This is where your ZenML stack is created and connected to the GCP cloud resources. If you now run zenml stack describe you should see this:

            Stack Configuration             
┏━━━━━━━━━━━━━━━━━━━━┯━━━━━━━━━━━━━━━━━━━━━┓
 COMPONENT_TYPE      COMPONENT_NAME      
┠────────────────────┼─────────────────────┨
 ARTIFACT_STORE      gcp_artifact_store  
┠────────────────────┼─────────────────────┨
 CONTAINER_REGISTRY  gcp_registry        
┠────────────────────┼─────────────────────┨
 METADATA_STORE      gcp_metadata_store  
┠────────────────────┼─────────────────────┨
 ORCHESTRATOR        vertex_orchestrator 
┠────────────────────┼─────────────────────┨
 SECRETS_MANAGER     gcp_secrets_manager 
┗━━━━━━━━━━━━━━━━━━━━┷━━━━━━━━━━━━━━━━━━━━━┛
     'gcp_vertex_stack' stack (ACTIVE)  

Run your pipeline in the cloud

With your ZenML stack set up and active, you are now ready to run your ZenML pipeline on Vertex AI.

For example, you could pull the ZenML Vertex AI example and run it.

zenml example pull vertex_ai_orchestration
cd zenml_examples/vertex_ai_orchestration/
python run.py

Your first run might fail as one of the service accounts is only created once vertex is run for the first time. This service account will need to be given appropriate rights after the first run fails.

At the end of the logs you should be seeing a link to the Vertex AI dashboard. It should look something like this:

In case you get an error message like this:

Failed to create pipeline job. Error: Vertex AI Service Agent 
'service-...@gcp-sa-aiplatform-cc.iam.gserviceaccount.com' should be 
granted access to the image eu.gcr.io/...

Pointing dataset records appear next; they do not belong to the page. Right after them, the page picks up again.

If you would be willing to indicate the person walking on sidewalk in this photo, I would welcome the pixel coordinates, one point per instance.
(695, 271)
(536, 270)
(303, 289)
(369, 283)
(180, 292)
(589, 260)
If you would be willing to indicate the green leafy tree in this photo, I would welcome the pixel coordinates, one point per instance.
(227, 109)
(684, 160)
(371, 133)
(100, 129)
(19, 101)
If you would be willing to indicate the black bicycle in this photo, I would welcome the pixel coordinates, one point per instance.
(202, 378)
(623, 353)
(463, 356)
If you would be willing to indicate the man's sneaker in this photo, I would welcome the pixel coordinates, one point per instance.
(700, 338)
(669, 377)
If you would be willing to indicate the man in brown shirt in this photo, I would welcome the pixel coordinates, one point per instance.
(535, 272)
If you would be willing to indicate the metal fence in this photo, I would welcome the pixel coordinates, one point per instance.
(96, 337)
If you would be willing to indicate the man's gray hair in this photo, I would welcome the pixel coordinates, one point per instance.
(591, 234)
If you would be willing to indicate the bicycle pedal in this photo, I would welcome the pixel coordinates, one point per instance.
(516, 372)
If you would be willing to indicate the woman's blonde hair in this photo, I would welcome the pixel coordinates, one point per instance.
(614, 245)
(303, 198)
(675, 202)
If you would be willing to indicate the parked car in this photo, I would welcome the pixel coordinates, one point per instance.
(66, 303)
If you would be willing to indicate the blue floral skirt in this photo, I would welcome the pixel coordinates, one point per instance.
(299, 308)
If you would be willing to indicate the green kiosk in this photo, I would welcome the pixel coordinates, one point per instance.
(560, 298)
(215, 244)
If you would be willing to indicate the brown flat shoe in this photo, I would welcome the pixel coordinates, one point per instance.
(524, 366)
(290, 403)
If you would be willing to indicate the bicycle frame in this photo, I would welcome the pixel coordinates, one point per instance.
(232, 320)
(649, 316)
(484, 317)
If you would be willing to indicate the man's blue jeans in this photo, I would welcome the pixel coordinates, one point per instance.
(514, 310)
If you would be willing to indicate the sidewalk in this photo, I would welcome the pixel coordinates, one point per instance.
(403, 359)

You will need to follow these instructions:

On the IAM page you will need to give permissions to the service account of the custom code workers.

For this, head over to your IAM configurations, click on Include Google-provided role grants on the top right and find the <project_number>@gcp-sa-aiplatform-cc.iam.gserviceaccount.com service account.

Now give this one the Container Registry Service Agent role on top of its existing role.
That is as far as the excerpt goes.